Christophe Hardiquest: de kok die zichzelf heruitvond

Het was een verrassing toen Christophe Hardiquest (47) in 2022 aankondigde zijn tweesterrenrestaurant Bon Bon te sluiten. Nu is het onherkenbaar veranderd. Een lange eettoog slingert zich doorheen de eetzaal. Aan de ene kant zitten de gasten op comfortabele krukken, aan de andere kant voeren de chefs vanuit hun open keuken hun creaties aan. Hardiquest heeft het gastronomische theater met zijn formele bediening achter zich gelaten. Mensa (met één s) is het Latijnse woord voor tafel. Met twee s'en staat het volgens hem voor "Maison d' Exception et de Naissance de Saveurs". En smaak is inderdaad waar het hier om draait: smaakdefinitie, smaakintensiteit, smaakbalans, smaakvernieuwing. Hardiquest heeft zich creatief heruitgevonden en zijn grenzen verlegd.

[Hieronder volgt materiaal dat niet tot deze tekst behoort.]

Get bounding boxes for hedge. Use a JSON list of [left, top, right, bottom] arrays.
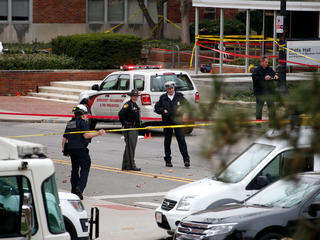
[[51, 33, 142, 69], [0, 54, 76, 70]]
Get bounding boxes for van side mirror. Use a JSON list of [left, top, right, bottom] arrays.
[[257, 176, 268, 189], [308, 203, 320, 217], [20, 205, 34, 237], [91, 84, 100, 91]]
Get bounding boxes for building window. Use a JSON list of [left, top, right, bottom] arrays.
[[108, 0, 124, 23], [0, 0, 30, 21], [203, 8, 217, 19], [0, 0, 8, 21], [87, 0, 158, 24], [12, 0, 29, 21], [88, 0, 104, 22], [128, 0, 143, 24]]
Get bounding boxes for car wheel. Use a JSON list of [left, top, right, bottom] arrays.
[[259, 233, 284, 240], [64, 218, 78, 240]]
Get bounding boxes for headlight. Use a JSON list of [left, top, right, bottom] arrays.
[[68, 200, 84, 212], [177, 195, 196, 211], [204, 223, 238, 237]]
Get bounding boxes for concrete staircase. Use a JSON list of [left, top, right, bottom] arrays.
[[29, 80, 101, 103]]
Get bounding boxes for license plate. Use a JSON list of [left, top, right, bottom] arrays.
[[156, 212, 162, 223]]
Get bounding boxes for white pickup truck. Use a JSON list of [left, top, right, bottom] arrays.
[[0, 137, 99, 240]]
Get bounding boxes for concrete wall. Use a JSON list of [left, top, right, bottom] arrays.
[[0, 70, 112, 96]]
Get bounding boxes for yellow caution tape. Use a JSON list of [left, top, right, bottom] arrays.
[[275, 41, 320, 62]]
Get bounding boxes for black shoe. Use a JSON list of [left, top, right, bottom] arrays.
[[130, 167, 141, 171], [184, 161, 190, 168], [74, 187, 83, 200], [166, 162, 173, 167]]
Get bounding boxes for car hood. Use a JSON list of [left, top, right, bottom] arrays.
[[165, 178, 232, 201], [184, 204, 281, 224], [58, 192, 79, 200]]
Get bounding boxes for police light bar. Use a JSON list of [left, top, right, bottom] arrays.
[[120, 65, 162, 71]]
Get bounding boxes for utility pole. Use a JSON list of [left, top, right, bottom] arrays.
[[277, 0, 287, 94]]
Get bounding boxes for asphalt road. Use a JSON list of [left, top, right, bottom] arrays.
[[0, 122, 218, 208]]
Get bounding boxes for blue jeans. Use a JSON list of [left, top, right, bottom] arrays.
[[69, 148, 91, 193]]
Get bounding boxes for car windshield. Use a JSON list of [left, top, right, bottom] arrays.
[[215, 143, 275, 183], [150, 73, 193, 92], [246, 178, 318, 208]]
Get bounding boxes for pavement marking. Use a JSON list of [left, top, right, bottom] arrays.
[[97, 204, 144, 211], [134, 202, 161, 208], [91, 192, 167, 199], [52, 159, 196, 183]]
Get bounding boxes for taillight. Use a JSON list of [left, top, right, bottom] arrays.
[[141, 94, 151, 105], [194, 92, 200, 103]]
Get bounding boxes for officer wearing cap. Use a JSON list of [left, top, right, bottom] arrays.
[[62, 104, 105, 200], [118, 89, 141, 171], [154, 81, 190, 167]]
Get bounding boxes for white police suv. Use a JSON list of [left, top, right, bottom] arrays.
[[79, 65, 199, 130]]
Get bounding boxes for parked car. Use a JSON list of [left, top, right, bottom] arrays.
[[79, 65, 199, 132], [174, 172, 320, 240], [155, 128, 320, 234]]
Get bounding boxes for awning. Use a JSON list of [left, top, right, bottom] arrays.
[[192, 0, 320, 11]]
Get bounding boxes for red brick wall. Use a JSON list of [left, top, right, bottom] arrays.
[[0, 70, 112, 96], [33, 0, 86, 23]]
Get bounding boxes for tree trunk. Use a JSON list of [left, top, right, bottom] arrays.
[[137, 0, 167, 39], [180, 0, 192, 44]]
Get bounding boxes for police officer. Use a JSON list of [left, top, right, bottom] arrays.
[[252, 56, 279, 120], [119, 89, 141, 171], [155, 81, 190, 167], [62, 104, 105, 200]]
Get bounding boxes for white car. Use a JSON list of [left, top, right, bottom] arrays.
[[79, 65, 199, 132], [59, 192, 90, 240], [155, 129, 320, 234]]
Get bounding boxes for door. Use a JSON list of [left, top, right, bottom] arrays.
[[91, 74, 119, 116], [107, 74, 130, 117]]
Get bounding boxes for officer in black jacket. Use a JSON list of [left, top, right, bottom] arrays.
[[252, 56, 279, 120], [118, 89, 141, 171], [62, 104, 105, 200], [154, 81, 190, 167]]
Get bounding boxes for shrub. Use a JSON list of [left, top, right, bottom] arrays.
[[0, 54, 76, 70], [52, 33, 142, 69]]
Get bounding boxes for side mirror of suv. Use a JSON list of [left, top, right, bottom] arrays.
[[91, 84, 100, 91], [308, 203, 320, 217], [257, 176, 268, 189]]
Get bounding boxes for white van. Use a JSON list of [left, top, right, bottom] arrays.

Zou je jezelf een vernieuwer noemen?

"Er is geen vernieuwing zonder wortels. En die wortels liggen voor mij in de Franse eetcultuur. Maar ik heb die nooit klakkeloos gevolgd, ik wilde ze naar de 21ste eeuw brengen. Daarnaast hebben persoonlijke factoren meegespeeld in mijn beslissing om mij te herbronnen. Met Bon Bon ging alles goed, mijn zaak zat altijd vol, ik had twee sterren bij Michelin en 19,5 op 20 bij Gault&Millau. Maar ik voelde me niet meer goed, ik was altijd in mijn keuken, ik moest elke dag een heel hoog niveau halen voor klanten met heel hoge verwachtingen, ik had geen recht op fouten meer. Ik werd daar ongelukkig van, ik kon het niet nog eens vijftien jaar op die manier volhouden. Bon Bon was een keurslijf geworden, waaraan ik wilde ontsnappen. Zodat ik nu in alle vrijheid een nieuwe visie kan ontwikkelen."

Waarvan droom je?

"Ik wil nieuwe producten, terroirs, culturen en eetconcepten leren kennen, en nog veel bijleren. Ik ben ervan overtuigd dat we ons als chef moeten heruitvinden, te beginnen met de productkeuze. Hebben we al die zogezegde nobele producten altijd nodig? Want wat is dat, een nobel product? Een snede desembrood met boter is toch ook nobel? Daarom voel ik me zo verbonden met mijn andere project in Frankrijk, het restaurant La Mère Germaine, waar ik de leiding over de keuken heb. Germaine Vion was een van de eerste vrouwelijke topchefs in Frankrijk die in haar tijd ook al aandacht vroeg voor meer volkse ingrediënten in de gastronomie."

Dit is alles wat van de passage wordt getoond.